IPO株の割り当ては窓口顧客への割合が大きく、オンライン口座を利用する個人への割合は15%が上限となります(同一条件・同一確率による抽選)。当選しなかったダイレクトコースの利用者にはステージ別抽選という独自制度が用意されており、ランクによって最大25倍にまで当選確率が上がる仕組みとなっています。
2-4 楽天証券
取扱実績 | 2020年 | 2019年 | 2018年 | 2017年 | 2016年 |
30社 | 26社 | 11社 | 7社 | 8社 | |
IPO株割り当ての特徴 | 100%が個人投資家(ネット証券口座の保有者)へ割り当て | ||||
抽選ルール | 完全平等抽選 |
楽天証券は口座保有者の多いネット証券会社の1つで、IPOの取り扱いもあります。案件数は現在のところそれほど多くはありませんが、年々取り扱い数が増えてきています。

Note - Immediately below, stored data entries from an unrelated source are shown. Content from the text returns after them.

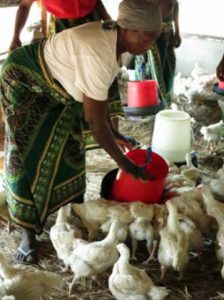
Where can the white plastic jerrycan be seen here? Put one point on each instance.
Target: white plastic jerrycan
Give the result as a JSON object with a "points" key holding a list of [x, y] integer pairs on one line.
{"points": [[172, 135]]}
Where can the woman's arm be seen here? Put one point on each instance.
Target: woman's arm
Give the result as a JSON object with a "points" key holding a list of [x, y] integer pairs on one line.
{"points": [[21, 18], [95, 113]]}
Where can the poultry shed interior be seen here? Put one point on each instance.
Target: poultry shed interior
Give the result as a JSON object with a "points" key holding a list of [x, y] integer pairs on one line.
{"points": [[104, 249]]}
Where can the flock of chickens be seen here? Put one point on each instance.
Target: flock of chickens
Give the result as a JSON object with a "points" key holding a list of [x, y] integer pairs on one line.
{"points": [[171, 229], [190, 210]]}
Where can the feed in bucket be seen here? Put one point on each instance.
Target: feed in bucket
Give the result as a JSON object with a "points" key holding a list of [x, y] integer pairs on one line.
{"points": [[142, 93], [128, 189]]}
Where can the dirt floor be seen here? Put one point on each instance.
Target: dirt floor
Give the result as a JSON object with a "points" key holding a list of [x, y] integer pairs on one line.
{"points": [[202, 279]]}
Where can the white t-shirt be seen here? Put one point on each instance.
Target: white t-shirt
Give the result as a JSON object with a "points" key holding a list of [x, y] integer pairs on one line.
{"points": [[83, 60]]}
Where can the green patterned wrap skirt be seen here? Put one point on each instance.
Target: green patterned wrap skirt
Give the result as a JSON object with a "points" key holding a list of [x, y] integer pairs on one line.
{"points": [[44, 145]]}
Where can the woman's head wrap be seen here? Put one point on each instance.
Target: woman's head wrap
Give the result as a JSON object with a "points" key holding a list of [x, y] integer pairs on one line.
{"points": [[141, 15]]}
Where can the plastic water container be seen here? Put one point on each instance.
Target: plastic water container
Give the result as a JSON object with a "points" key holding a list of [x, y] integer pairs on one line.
{"points": [[172, 135], [126, 188], [142, 93]]}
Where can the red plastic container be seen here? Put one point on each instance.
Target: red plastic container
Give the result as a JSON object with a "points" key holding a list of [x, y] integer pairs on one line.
{"points": [[143, 93], [128, 189], [221, 85]]}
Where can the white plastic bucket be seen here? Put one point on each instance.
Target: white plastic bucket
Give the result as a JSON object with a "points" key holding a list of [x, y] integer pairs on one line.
{"points": [[172, 135]]}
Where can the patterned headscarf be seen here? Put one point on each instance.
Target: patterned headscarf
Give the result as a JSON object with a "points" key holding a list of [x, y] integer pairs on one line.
{"points": [[141, 15]]}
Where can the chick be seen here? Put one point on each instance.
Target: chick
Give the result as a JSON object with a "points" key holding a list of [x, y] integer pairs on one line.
{"points": [[174, 243], [209, 201], [26, 283], [195, 235], [129, 282], [122, 233], [218, 215], [217, 187], [189, 204], [63, 234], [93, 214], [141, 228], [211, 134], [90, 259]]}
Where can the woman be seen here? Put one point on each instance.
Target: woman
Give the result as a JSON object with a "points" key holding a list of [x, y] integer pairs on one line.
{"points": [[64, 15], [47, 89], [159, 62]]}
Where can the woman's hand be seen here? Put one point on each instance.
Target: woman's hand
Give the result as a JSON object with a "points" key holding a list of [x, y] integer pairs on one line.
{"points": [[126, 142]]}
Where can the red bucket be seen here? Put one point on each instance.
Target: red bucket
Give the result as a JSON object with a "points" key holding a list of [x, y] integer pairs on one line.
{"points": [[143, 93], [221, 84], [127, 188]]}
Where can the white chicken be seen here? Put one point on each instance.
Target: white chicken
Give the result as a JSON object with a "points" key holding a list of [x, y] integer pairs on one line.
{"points": [[141, 228], [63, 233], [189, 204], [212, 134], [26, 283], [174, 244], [197, 71], [218, 215], [195, 235], [209, 201], [217, 185], [90, 259], [122, 233], [130, 282], [93, 214]]}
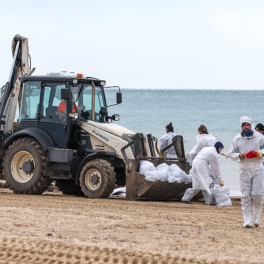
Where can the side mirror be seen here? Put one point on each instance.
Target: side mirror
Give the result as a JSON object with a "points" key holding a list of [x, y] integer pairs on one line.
{"points": [[115, 117], [103, 111], [65, 94], [118, 98]]}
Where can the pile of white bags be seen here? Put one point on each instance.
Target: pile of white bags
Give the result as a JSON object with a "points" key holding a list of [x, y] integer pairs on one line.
{"points": [[163, 172], [177, 173]]}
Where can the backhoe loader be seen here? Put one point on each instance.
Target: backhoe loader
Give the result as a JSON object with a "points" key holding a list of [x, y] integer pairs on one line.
{"points": [[79, 147]]}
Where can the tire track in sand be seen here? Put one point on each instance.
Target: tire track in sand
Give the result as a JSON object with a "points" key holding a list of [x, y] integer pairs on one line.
{"points": [[15, 250]]}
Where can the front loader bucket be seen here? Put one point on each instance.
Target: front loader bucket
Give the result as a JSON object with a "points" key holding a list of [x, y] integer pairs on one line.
{"points": [[136, 185]]}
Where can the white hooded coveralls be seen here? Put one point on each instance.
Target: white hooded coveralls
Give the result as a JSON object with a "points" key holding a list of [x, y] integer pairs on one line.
{"points": [[201, 179], [251, 173], [165, 140], [203, 140]]}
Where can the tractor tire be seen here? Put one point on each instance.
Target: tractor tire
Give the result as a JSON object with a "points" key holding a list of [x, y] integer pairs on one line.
{"points": [[69, 188], [97, 179], [24, 167]]}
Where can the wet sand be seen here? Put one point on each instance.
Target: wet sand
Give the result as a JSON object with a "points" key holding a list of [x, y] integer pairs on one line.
{"points": [[53, 228]]}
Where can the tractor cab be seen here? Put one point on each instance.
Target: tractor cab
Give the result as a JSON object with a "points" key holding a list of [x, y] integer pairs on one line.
{"points": [[56, 102]]}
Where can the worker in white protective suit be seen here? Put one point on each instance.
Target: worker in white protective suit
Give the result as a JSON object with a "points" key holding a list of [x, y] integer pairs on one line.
{"points": [[247, 148], [204, 139], [166, 140], [201, 179]]}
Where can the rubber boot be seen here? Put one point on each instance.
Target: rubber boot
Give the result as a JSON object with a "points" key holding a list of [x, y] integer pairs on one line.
{"points": [[257, 208]]}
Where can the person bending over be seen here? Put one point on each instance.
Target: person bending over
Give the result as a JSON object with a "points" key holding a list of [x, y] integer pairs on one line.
{"points": [[165, 140]]}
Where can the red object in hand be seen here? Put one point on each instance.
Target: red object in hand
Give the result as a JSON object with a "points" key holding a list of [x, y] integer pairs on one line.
{"points": [[251, 154]]}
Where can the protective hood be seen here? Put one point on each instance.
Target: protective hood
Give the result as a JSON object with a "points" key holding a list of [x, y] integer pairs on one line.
{"points": [[245, 119]]}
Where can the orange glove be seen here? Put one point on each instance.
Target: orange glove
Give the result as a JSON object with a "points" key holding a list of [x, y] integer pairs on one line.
{"points": [[251, 154], [259, 154]]}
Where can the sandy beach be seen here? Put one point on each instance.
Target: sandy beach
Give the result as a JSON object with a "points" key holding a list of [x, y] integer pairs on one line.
{"points": [[54, 228]]}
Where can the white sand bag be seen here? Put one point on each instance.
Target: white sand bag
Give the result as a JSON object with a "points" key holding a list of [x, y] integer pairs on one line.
{"points": [[221, 195], [161, 175], [162, 166], [176, 172], [146, 166], [172, 178], [209, 198]]}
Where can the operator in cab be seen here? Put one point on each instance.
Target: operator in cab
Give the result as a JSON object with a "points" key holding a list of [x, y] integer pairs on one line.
{"points": [[166, 140]]}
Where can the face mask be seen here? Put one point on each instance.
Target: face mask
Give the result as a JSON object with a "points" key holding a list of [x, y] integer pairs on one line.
{"points": [[248, 133]]}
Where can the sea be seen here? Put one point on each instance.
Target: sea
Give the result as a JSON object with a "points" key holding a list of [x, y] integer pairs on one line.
{"points": [[148, 111]]}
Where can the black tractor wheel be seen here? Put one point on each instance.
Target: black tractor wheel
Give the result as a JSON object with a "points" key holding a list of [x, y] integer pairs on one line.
{"points": [[24, 167], [69, 188], [97, 179]]}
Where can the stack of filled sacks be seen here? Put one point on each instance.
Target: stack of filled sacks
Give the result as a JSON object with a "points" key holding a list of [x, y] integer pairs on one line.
{"points": [[163, 172]]}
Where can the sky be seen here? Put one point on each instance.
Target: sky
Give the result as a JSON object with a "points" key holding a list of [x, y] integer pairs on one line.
{"points": [[166, 44]]}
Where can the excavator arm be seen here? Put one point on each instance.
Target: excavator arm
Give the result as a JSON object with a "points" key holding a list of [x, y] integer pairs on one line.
{"points": [[10, 93]]}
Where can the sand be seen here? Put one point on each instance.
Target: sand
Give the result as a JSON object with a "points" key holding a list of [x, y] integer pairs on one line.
{"points": [[54, 228]]}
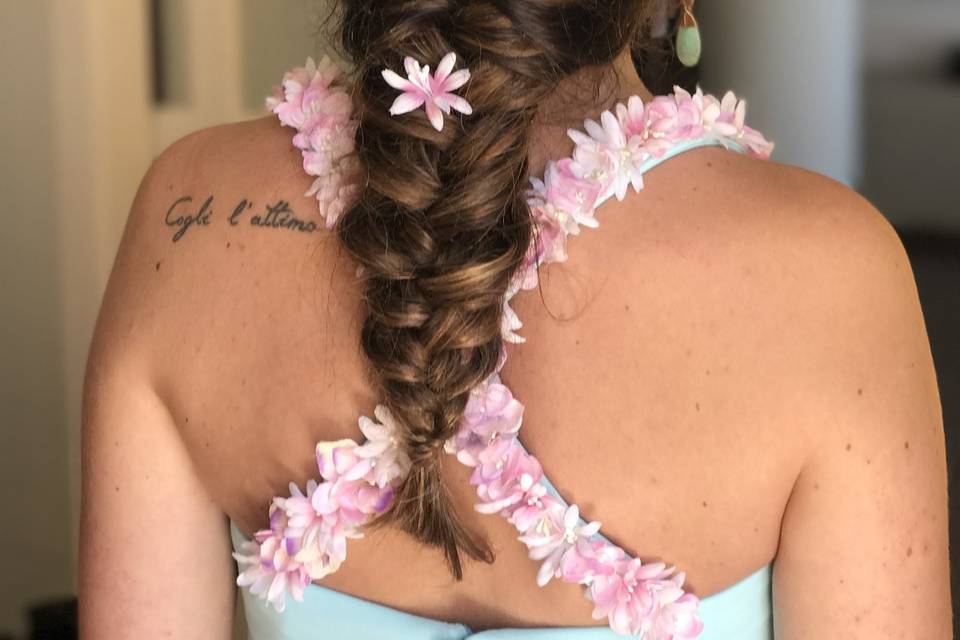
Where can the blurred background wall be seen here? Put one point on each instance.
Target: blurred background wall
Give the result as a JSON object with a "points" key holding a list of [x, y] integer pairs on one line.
{"points": [[867, 91]]}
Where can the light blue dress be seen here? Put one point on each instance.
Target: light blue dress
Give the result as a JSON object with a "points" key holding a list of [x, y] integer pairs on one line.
{"points": [[743, 611]]}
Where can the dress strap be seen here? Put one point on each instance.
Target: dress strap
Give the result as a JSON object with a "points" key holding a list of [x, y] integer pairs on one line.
{"points": [[308, 532]]}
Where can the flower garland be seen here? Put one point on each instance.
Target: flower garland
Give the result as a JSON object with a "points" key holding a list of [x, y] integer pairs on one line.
{"points": [[307, 536]]}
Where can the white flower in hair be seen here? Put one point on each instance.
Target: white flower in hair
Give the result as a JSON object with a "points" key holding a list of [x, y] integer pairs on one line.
{"points": [[432, 91]]}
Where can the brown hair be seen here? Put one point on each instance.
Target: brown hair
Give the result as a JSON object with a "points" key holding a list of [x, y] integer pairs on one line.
{"points": [[443, 224]]}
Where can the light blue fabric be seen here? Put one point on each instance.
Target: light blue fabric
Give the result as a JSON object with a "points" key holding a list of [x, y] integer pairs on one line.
{"points": [[740, 612]]}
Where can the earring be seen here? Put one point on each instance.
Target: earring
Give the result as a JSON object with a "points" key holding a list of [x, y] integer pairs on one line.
{"points": [[689, 44]]}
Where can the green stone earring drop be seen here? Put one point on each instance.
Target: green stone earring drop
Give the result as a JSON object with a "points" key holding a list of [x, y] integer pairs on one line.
{"points": [[689, 44]]}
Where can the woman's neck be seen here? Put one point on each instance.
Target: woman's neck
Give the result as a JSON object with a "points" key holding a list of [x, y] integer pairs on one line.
{"points": [[584, 95]]}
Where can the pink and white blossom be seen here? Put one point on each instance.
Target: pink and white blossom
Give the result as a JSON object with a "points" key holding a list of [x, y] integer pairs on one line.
{"points": [[433, 92], [307, 535]]}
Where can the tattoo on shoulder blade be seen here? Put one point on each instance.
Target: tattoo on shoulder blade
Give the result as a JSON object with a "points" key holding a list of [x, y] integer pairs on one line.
{"points": [[183, 214]]}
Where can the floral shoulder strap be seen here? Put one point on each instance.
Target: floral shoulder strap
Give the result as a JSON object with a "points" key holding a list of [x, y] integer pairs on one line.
{"points": [[307, 536]]}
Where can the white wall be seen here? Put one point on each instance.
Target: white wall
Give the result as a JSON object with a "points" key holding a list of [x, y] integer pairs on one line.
{"points": [[798, 64], [909, 36], [33, 444]]}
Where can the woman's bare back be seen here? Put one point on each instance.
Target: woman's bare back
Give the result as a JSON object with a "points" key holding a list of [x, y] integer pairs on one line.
{"points": [[686, 374]]}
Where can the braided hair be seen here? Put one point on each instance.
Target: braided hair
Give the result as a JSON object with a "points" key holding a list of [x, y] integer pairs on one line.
{"points": [[442, 224]]}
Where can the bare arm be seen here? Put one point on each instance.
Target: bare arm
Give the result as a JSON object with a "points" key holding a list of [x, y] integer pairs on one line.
{"points": [[863, 550], [155, 556]]}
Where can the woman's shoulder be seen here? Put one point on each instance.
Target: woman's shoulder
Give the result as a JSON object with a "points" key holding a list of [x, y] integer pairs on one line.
{"points": [[220, 221]]}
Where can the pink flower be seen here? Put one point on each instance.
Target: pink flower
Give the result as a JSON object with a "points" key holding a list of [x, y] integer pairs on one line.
{"points": [[510, 323], [569, 196], [608, 157], [338, 458], [389, 460], [311, 102], [555, 539], [645, 600], [662, 120], [435, 91], [503, 481], [492, 413], [631, 117]]}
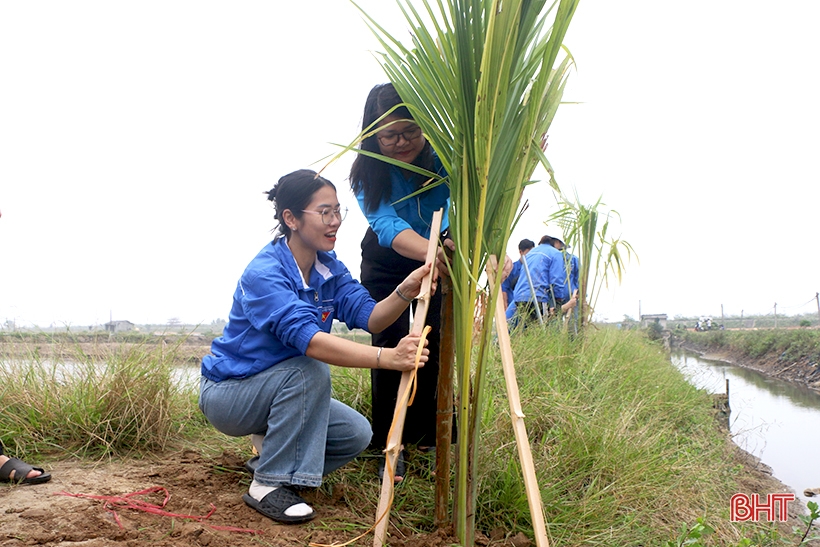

IPOにおける特徴は、「完全平等抽選」を実施している点です。口座の利用実績や預け入れ資産額などに関係なく平等な抽選が行われます。そのため、初心者や資金の少ない人であっても不利にならないのが大きなメリットです。
一方、ヘビーユーザーにはあまりメリットがないため、IPO用のサブ証券口座として位置づけられる場合もあります。
2-5 松井証券
取扱実績 | 2020年 | 2019年 | 2018年 | 2017年 | 2016年 |
14社 | 21社 | 9社 | 14社 | 11社 | |
IPO株割り当ての特徴 | 100%が個人投資家(ネット証券口座の保有者)へ割り当て | ||||
抽選ルール | 70%超が完全平等抽選 |
松井証券は老舗の証券会社ですが、現在はネット専業で金融商品を取り扱っています。IPOの取り扱い数はそこまで多くありませんが、需要の高さから少しずつ取り扱いを増やしているので、今後の案件数の増加も期待されています。
抽選では70%超が完全平等抽選に割り当てられるため(残りはランクなどによる優遇抽選)、取引実績や預けている資産額は関係ありません。そのため、初心者やライトユーザーにとってメリットが大きいのが特徴です。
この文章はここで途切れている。